Everyday, when the students come to the program, they are given with two sandwiches – one butter sandwich, and one jam sandwich. (right)

As soon as the students are called to eat, they run at full speed towards the corrugated steel shack where the sandwiches have been prepared. The food is then consumed faster than it was distributed. It is so evident that these kids are always hungry. I am told that for some of these children, the food distributed at the program is their only meal of the day. This meal has little to no nutritional value. I would argue that if food were not provided for the children at this program, no children would attend.

My experience with the children in Philippi undoubtedly worked to form my initial assumptions surrounding life in the township. However, I soon found that my initial assumptions pertaining to life in the township were far from the overarching reality. In other words, living in the township does not imply that families cannot afford to put food on the table.

My Home-Stay "Mom" and I
This became clear during my home-stay in Langa. I stayed in a small home: two-bedrooms, one bathroom, a small kitchen, and a small living room. I would say it was an average size home compared to the rest that I saw in Langa. During my stay at this home, I was offered at least FIVE meals a day. If I didn’t eat all of my food my host mother would ask me why, and regardless of my answer, she would then tell me to eat more. I was actually in physical pain by the end of my stay in Langa. One morning, I woke up and went to the neighbor’s house. When I walked in, I was offered an enormous slice of cake . . . at 10am. In no way, were these people starving. That is for certain. In fact, it was visibly evident that a large portion of this community was overeating, leading to problems with obesity.

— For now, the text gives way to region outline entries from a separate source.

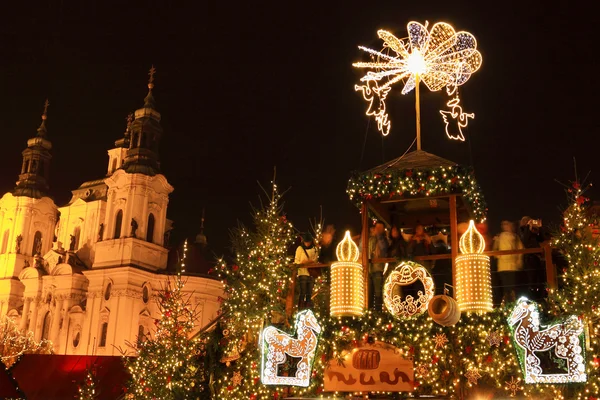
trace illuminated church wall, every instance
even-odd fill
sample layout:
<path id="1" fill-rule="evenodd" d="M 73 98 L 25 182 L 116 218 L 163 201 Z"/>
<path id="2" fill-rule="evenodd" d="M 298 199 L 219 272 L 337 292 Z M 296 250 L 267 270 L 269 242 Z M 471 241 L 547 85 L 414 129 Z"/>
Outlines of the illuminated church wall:
<path id="1" fill-rule="evenodd" d="M 152 76 L 148 87 L 143 108 L 108 151 L 107 176 L 84 182 L 60 208 L 48 197 L 46 103 L 17 187 L 0 199 L 0 316 L 52 340 L 57 354 L 120 355 L 159 317 L 173 187 L 159 169 Z M 223 287 L 200 276 L 186 282 L 199 329 L 218 315 Z"/>

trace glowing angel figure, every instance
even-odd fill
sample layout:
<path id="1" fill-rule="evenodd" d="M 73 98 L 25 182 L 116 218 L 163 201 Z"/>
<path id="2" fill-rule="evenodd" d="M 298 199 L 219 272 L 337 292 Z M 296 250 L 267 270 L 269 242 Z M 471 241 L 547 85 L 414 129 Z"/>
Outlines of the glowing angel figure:
<path id="1" fill-rule="evenodd" d="M 444 118 L 444 123 L 446 124 L 446 135 L 450 139 L 456 139 L 460 141 L 465 141 L 465 136 L 462 133 L 462 128 L 466 128 L 469 123 L 469 118 L 475 118 L 474 113 L 464 113 L 462 111 L 462 107 L 460 104 L 460 98 L 458 97 L 457 87 L 456 85 L 451 85 L 446 87 L 448 95 L 452 96 L 456 93 L 456 97 L 450 100 L 446 105 L 450 107 L 450 111 L 440 110 L 440 114 L 442 114 L 442 118 Z M 456 130 L 453 127 L 450 127 L 450 121 L 448 118 L 452 118 L 456 121 Z"/>
<path id="2" fill-rule="evenodd" d="M 454 28 L 445 23 L 438 22 L 431 30 L 427 23 L 409 22 L 407 25 L 408 38 L 398 39 L 388 31 L 379 30 L 377 33 L 384 42 L 383 50 L 373 50 L 359 46 L 361 50 L 373 57 L 371 62 L 357 62 L 357 68 L 369 69 L 361 78 L 364 84 L 356 85 L 356 90 L 364 93 L 377 82 L 377 91 L 383 93 L 393 84 L 403 81 L 402 94 L 415 89 L 416 114 L 417 114 L 417 149 L 421 149 L 421 124 L 419 107 L 419 83 L 423 81 L 431 91 L 438 91 L 449 85 L 460 86 L 464 84 L 481 66 L 481 54 L 477 51 L 477 41 L 468 32 L 456 32 Z M 371 86 L 369 86 L 371 85 Z M 387 96 L 387 92 L 385 92 Z M 385 103 L 386 96 L 378 96 L 378 100 Z M 389 133 L 388 115 L 385 105 L 373 110 L 373 99 L 370 101 L 367 115 L 375 115 L 387 125 L 381 126 L 380 131 Z M 379 124 L 378 124 L 379 125 Z"/>

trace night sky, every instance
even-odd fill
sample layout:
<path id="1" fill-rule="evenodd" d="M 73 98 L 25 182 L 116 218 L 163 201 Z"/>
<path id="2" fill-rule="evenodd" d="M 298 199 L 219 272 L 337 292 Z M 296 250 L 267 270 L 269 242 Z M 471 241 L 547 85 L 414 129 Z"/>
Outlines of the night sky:
<path id="1" fill-rule="evenodd" d="M 523 215 L 557 221 L 566 197 L 555 179 L 574 178 L 573 157 L 580 175 L 598 159 L 597 21 L 577 3 L 174 3 L 184 2 L 50 0 L 3 10 L 0 192 L 14 187 L 46 97 L 57 204 L 102 178 L 154 64 L 161 165 L 175 187 L 168 216 L 180 237 L 197 233 L 205 207 L 205 233 L 220 253 L 274 166 L 280 187 L 291 188 L 285 210 L 299 230 L 322 206 L 325 222 L 357 232 L 350 172 L 402 155 L 415 119 L 414 92 L 403 96 L 397 85 L 382 139 L 354 91 L 361 71 L 351 63 L 363 57 L 358 45 L 381 46 L 377 29 L 404 37 L 411 20 L 446 21 L 478 40 L 483 65 L 461 87 L 465 111 L 475 113 L 467 142 L 446 138 L 437 112 L 446 96 L 422 87 L 423 149 L 474 166 L 492 232 Z M 590 177 L 600 181 L 597 171 Z M 588 195 L 598 198 L 597 188 Z"/>

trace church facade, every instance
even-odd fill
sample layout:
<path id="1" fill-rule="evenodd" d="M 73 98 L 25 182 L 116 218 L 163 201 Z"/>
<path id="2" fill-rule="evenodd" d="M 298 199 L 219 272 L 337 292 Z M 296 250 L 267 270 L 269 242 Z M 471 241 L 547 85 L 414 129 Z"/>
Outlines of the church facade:
<path id="1" fill-rule="evenodd" d="M 144 105 L 108 151 L 107 175 L 84 182 L 68 204 L 48 196 L 52 144 L 47 106 L 28 140 L 16 188 L 0 199 L 0 316 L 57 354 L 120 355 L 152 335 L 155 296 L 165 288 L 169 194 L 160 173 L 161 115 L 150 74 Z M 198 329 L 212 321 L 220 282 L 186 276 Z"/>

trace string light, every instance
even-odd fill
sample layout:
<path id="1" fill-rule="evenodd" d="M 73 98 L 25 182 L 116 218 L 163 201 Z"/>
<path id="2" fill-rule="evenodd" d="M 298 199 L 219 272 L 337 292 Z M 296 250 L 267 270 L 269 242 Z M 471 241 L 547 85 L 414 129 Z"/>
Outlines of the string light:
<path id="1" fill-rule="evenodd" d="M 124 359 L 131 379 L 129 392 L 134 398 L 190 399 L 196 398 L 202 388 L 195 358 L 201 343 L 192 338 L 197 315 L 191 304 L 191 294 L 183 292 L 187 242 L 177 275 L 168 279 L 158 293 L 160 318 L 155 321 L 155 332 L 129 344 L 137 357 Z M 125 352 L 122 351 L 124 354 Z"/>
<path id="2" fill-rule="evenodd" d="M 321 325 L 311 310 L 296 316 L 294 325 L 298 338 L 268 326 L 262 332 L 261 382 L 265 385 L 306 387 L 310 384 L 312 364 L 317 349 Z M 286 355 L 300 358 L 293 376 L 279 376 L 278 366 L 286 362 Z"/>
<path id="3" fill-rule="evenodd" d="M 358 246 L 346 231 L 336 247 L 338 262 L 331 264 L 330 315 L 362 316 L 364 313 L 364 278 L 362 264 L 357 263 Z"/>
<path id="4" fill-rule="evenodd" d="M 416 298 L 411 295 L 402 298 L 396 294 L 396 286 L 407 286 L 417 281 L 423 284 L 423 290 L 417 292 Z M 412 261 L 400 263 L 383 285 L 383 303 L 390 314 L 397 318 L 409 318 L 424 313 L 433 294 L 433 278 L 425 267 Z"/>
<path id="5" fill-rule="evenodd" d="M 357 207 L 365 200 L 461 194 L 477 222 L 486 220 L 487 205 L 473 171 L 455 166 L 355 173 L 346 193 Z"/>
<path id="6" fill-rule="evenodd" d="M 456 257 L 456 302 L 462 312 L 489 312 L 492 303 L 490 258 L 483 255 L 485 240 L 473 220 L 459 241 Z"/>
<path id="7" fill-rule="evenodd" d="M 423 81 L 433 92 L 448 88 L 448 95 L 456 94 L 457 100 L 456 88 L 463 85 L 481 67 L 482 57 L 473 35 L 456 32 L 445 22 L 435 23 L 431 30 L 427 29 L 427 25 L 409 22 L 408 38 L 404 39 L 398 39 L 385 30 L 377 31 L 384 42 L 383 50 L 359 46 L 374 60 L 352 64 L 369 70 L 360 79 L 363 84 L 355 85 L 354 88 L 363 92 L 363 98 L 369 102 L 367 115 L 375 116 L 377 128 L 384 136 L 390 130 L 385 100 L 392 85 L 403 81 L 402 94 L 407 94 Z M 467 118 L 473 118 L 474 115 L 462 113 L 458 103 L 450 107 L 451 112 L 442 114 L 446 122 L 446 133 L 451 139 L 464 140 L 461 128 L 466 127 Z M 458 134 L 449 133 L 448 117 L 458 121 Z"/>

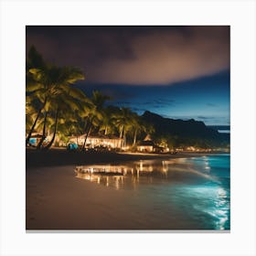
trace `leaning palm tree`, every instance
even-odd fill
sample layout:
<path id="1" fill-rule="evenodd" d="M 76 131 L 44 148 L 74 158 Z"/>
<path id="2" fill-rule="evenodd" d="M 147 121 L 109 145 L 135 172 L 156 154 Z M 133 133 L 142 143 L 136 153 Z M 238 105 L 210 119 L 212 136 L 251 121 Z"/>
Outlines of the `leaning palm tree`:
<path id="1" fill-rule="evenodd" d="M 119 130 L 119 138 L 123 139 L 123 145 L 126 146 L 126 133 L 133 125 L 133 112 L 129 108 L 121 108 L 114 119 L 114 124 Z"/>
<path id="2" fill-rule="evenodd" d="M 27 94 L 38 99 L 40 101 L 37 117 L 26 139 L 26 143 L 27 144 L 42 112 L 44 112 L 44 127 L 46 127 L 48 105 L 52 100 L 61 94 L 63 91 L 69 91 L 70 94 L 78 94 L 78 91 L 74 92 L 74 89 L 69 85 L 75 83 L 79 80 L 83 80 L 84 75 L 82 71 L 77 68 L 59 68 L 46 64 L 35 48 L 31 48 L 28 52 L 26 68 Z M 43 129 L 42 140 L 44 136 L 45 129 Z"/>
<path id="3" fill-rule="evenodd" d="M 59 68 L 48 65 L 45 69 L 30 69 L 29 71 L 33 74 L 34 80 L 38 81 L 41 85 L 38 91 L 43 98 L 43 108 L 40 111 L 44 111 L 44 128 L 42 139 L 38 144 L 38 148 L 40 148 L 46 137 L 45 127 L 49 105 L 51 105 L 59 95 L 65 93 L 83 97 L 83 95 L 80 95 L 81 92 L 80 93 L 79 90 L 71 88 L 70 85 L 79 80 L 83 80 L 84 76 L 80 69 L 72 67 Z M 58 113 L 59 112 L 57 112 L 57 115 Z"/>
<path id="4" fill-rule="evenodd" d="M 31 123 L 27 122 L 27 124 L 30 124 L 30 129 L 28 130 L 28 133 L 26 139 L 26 144 L 28 144 L 31 134 L 37 125 L 37 121 L 40 118 L 41 112 L 45 107 L 43 95 L 42 95 L 42 89 L 43 85 L 39 82 L 38 80 L 35 80 L 33 74 L 30 72 L 31 69 L 44 69 L 46 68 L 46 62 L 44 61 L 42 56 L 37 51 L 36 48 L 32 46 L 28 51 L 28 57 L 26 60 L 26 94 L 27 94 L 27 105 L 30 104 L 32 108 L 35 110 L 35 113 L 33 114 L 34 117 L 31 119 L 27 115 L 29 112 L 26 112 L 27 116 L 26 120 L 30 119 Z M 31 110 L 31 108 L 30 108 Z M 30 112 L 31 114 L 31 112 Z"/>
<path id="5" fill-rule="evenodd" d="M 85 138 L 84 143 L 82 145 L 81 150 L 85 149 L 86 141 L 88 136 L 90 135 L 90 133 L 93 127 L 94 124 L 99 125 L 100 121 L 102 120 L 103 117 L 103 106 L 107 100 L 109 100 L 110 97 L 101 94 L 99 91 L 93 91 L 92 96 L 91 99 L 91 106 L 87 109 L 87 114 L 85 119 Z"/>
<path id="6" fill-rule="evenodd" d="M 74 98 L 76 96 L 77 98 Z M 78 100 L 78 97 L 80 100 Z M 80 101 L 86 98 L 86 96 L 76 90 L 68 90 L 62 91 L 61 94 L 59 94 L 58 97 L 52 99 L 51 101 L 51 119 L 52 119 L 52 125 L 51 128 L 53 129 L 52 138 L 49 143 L 44 147 L 44 149 L 49 149 L 52 144 L 54 144 L 56 134 L 58 132 L 58 126 L 61 124 L 62 130 L 65 129 L 65 126 L 69 125 L 69 122 L 74 118 L 74 112 L 80 111 Z M 66 128 L 68 129 L 68 127 Z"/>

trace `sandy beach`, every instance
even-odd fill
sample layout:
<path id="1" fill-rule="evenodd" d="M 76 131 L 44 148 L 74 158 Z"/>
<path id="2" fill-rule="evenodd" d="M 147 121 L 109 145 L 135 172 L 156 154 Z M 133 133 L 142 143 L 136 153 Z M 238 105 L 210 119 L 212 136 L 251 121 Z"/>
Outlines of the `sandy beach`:
<path id="1" fill-rule="evenodd" d="M 155 199 L 77 178 L 76 165 L 200 155 L 27 151 L 27 229 L 193 229 L 168 221 Z"/>

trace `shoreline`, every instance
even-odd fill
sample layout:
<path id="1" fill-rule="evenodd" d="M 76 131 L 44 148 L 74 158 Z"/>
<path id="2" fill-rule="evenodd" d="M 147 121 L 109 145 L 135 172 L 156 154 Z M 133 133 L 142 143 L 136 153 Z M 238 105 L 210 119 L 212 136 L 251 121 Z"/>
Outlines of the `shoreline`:
<path id="1" fill-rule="evenodd" d="M 82 165 L 93 164 L 120 163 L 127 161 L 183 158 L 208 155 L 215 153 L 183 152 L 172 154 L 140 154 L 140 153 L 114 153 L 114 152 L 69 152 L 64 149 L 51 149 L 49 151 L 37 151 L 26 149 L 26 168 L 44 166 Z"/>
<path id="2" fill-rule="evenodd" d="M 190 219 L 174 221 L 175 205 L 163 205 L 159 197 L 162 190 L 154 190 L 157 193 L 151 193 L 149 197 L 136 189 L 115 189 L 78 178 L 72 166 L 207 155 L 211 154 L 84 154 L 55 149 L 48 152 L 27 150 L 29 165 L 27 163 L 26 170 L 26 229 L 213 230 Z"/>

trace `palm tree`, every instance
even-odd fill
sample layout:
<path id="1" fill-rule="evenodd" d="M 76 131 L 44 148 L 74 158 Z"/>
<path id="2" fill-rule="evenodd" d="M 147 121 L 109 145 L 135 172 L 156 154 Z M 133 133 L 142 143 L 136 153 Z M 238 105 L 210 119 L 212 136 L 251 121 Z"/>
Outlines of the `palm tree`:
<path id="1" fill-rule="evenodd" d="M 31 69 L 45 69 L 46 63 L 42 58 L 42 56 L 37 51 L 36 48 L 32 46 L 28 51 L 28 58 L 26 61 L 26 94 L 27 94 L 27 106 L 30 104 L 30 107 L 34 108 L 35 112 L 37 113 L 36 116 L 33 118 L 33 120 L 30 119 L 30 129 L 28 131 L 28 134 L 26 139 L 26 144 L 28 144 L 29 139 L 31 137 L 31 134 L 37 125 L 37 123 L 40 117 L 41 112 L 43 108 L 45 107 L 41 90 L 42 90 L 42 84 L 35 80 L 32 73 L 30 73 Z M 29 101 L 28 101 L 29 99 Z M 34 102 L 34 104 L 33 104 Z M 32 103 L 32 105 L 31 105 Z M 31 110 L 31 108 L 30 108 Z M 29 119 L 28 114 L 31 112 L 27 109 L 27 120 Z M 31 115 L 30 115 L 31 117 Z"/>
<path id="2" fill-rule="evenodd" d="M 29 70 L 34 80 L 41 84 L 40 93 L 43 96 L 44 109 L 44 126 L 43 135 L 37 147 L 40 148 L 46 137 L 46 125 L 49 105 L 62 94 L 75 94 L 76 96 L 83 97 L 79 90 L 70 87 L 70 84 L 79 80 L 83 80 L 82 71 L 77 68 L 64 67 L 59 68 L 56 66 L 48 66 L 45 69 L 30 69 Z M 41 110 L 42 111 L 42 110 Z M 56 119 L 58 120 L 59 108 L 56 110 Z"/>
<path id="3" fill-rule="evenodd" d="M 135 146 L 137 142 L 137 135 L 142 132 L 146 132 L 146 125 L 143 122 L 142 118 L 135 112 L 133 113 L 132 117 L 132 132 L 133 133 L 133 146 Z"/>
<path id="4" fill-rule="evenodd" d="M 133 112 L 129 108 L 121 108 L 114 119 L 114 124 L 119 130 L 119 138 L 123 139 L 123 145 L 126 146 L 126 133 L 133 126 Z"/>
<path id="5" fill-rule="evenodd" d="M 82 71 L 77 68 L 59 68 L 54 65 L 46 64 L 41 55 L 34 47 L 29 49 L 28 59 L 26 64 L 27 94 L 29 97 L 37 98 L 40 101 L 40 106 L 37 108 L 37 116 L 28 132 L 26 144 L 28 143 L 41 112 L 44 110 L 43 136 L 38 144 L 40 147 L 45 139 L 49 104 L 56 97 L 59 97 L 59 95 L 62 94 L 64 91 L 70 95 L 75 94 L 78 96 L 79 95 L 79 98 L 83 98 L 84 95 L 82 95 L 83 93 L 81 91 L 71 88 L 69 85 L 79 80 L 83 80 L 84 75 L 82 74 Z"/>
<path id="6" fill-rule="evenodd" d="M 52 100 L 51 106 L 53 111 L 51 112 L 51 118 L 53 120 L 53 135 L 50 142 L 45 146 L 45 149 L 50 148 L 53 144 L 59 124 L 62 124 L 63 129 L 63 126 L 67 126 L 70 120 L 75 122 L 75 118 L 72 115 L 76 116 L 76 113 L 80 111 L 80 102 L 86 101 L 86 99 L 83 92 L 72 88 L 71 90 L 69 89 L 68 91 L 63 90 L 61 94 Z"/>
<path id="7" fill-rule="evenodd" d="M 87 116 L 84 125 L 84 132 L 86 135 L 81 150 L 85 149 L 86 141 L 90 135 L 92 126 L 97 124 L 99 125 L 100 121 L 102 120 L 103 106 L 105 101 L 109 99 L 109 96 L 101 94 L 99 91 L 92 91 L 92 96 L 91 99 L 91 108 L 87 109 Z"/>

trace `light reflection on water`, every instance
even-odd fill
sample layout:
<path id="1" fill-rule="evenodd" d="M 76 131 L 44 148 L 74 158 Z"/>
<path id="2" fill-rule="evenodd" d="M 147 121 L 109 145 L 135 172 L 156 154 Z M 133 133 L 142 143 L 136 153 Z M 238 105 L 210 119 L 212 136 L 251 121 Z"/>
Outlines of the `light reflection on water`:
<path id="1" fill-rule="evenodd" d="M 171 211 L 176 219 L 178 216 L 191 223 L 198 221 L 201 229 L 230 229 L 229 155 L 141 160 L 76 169 L 79 178 L 157 198 L 163 209 Z"/>

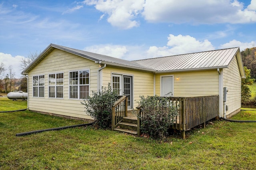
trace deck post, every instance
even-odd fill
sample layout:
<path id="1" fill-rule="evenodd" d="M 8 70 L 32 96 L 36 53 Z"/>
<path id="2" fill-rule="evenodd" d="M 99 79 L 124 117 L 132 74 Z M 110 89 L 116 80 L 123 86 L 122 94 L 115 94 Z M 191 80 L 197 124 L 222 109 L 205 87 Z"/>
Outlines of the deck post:
<path id="1" fill-rule="evenodd" d="M 115 128 L 115 125 L 116 125 L 115 114 L 116 111 L 115 110 L 115 107 L 112 107 L 112 125 L 111 126 L 112 130 L 114 130 L 114 129 Z"/>
<path id="2" fill-rule="evenodd" d="M 138 109 L 137 111 L 137 133 L 138 136 L 140 136 L 140 119 L 139 114 L 140 114 L 140 109 Z"/>
<path id="3" fill-rule="evenodd" d="M 181 130 L 181 137 L 182 139 L 185 138 L 185 130 Z"/>
<path id="4" fill-rule="evenodd" d="M 127 117 L 127 113 L 128 112 L 128 96 L 126 96 L 125 98 L 125 108 L 124 108 L 124 117 Z"/>

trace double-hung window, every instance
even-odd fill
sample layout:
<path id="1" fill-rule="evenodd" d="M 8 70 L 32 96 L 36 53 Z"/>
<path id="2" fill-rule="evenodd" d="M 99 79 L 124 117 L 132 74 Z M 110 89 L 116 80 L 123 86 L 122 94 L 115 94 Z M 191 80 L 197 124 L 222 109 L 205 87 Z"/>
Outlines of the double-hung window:
<path id="1" fill-rule="evenodd" d="M 44 97 L 44 75 L 33 76 L 33 97 Z"/>
<path id="2" fill-rule="evenodd" d="M 49 97 L 63 98 L 63 73 L 49 75 Z"/>
<path id="3" fill-rule="evenodd" d="M 86 99 L 89 95 L 89 70 L 69 73 L 70 99 Z"/>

This story just serves to highlight two main points:

1.)   There is a great degree of economic diversity within the township. In other words there is a significant financial range within the lower economic class.
2.)   Both malnutrition and obesity are huge problems within these townships. It is very ironic how both of these issues present themselves within similar demographics. It would be interesting to further investigate the reasons behind this reality.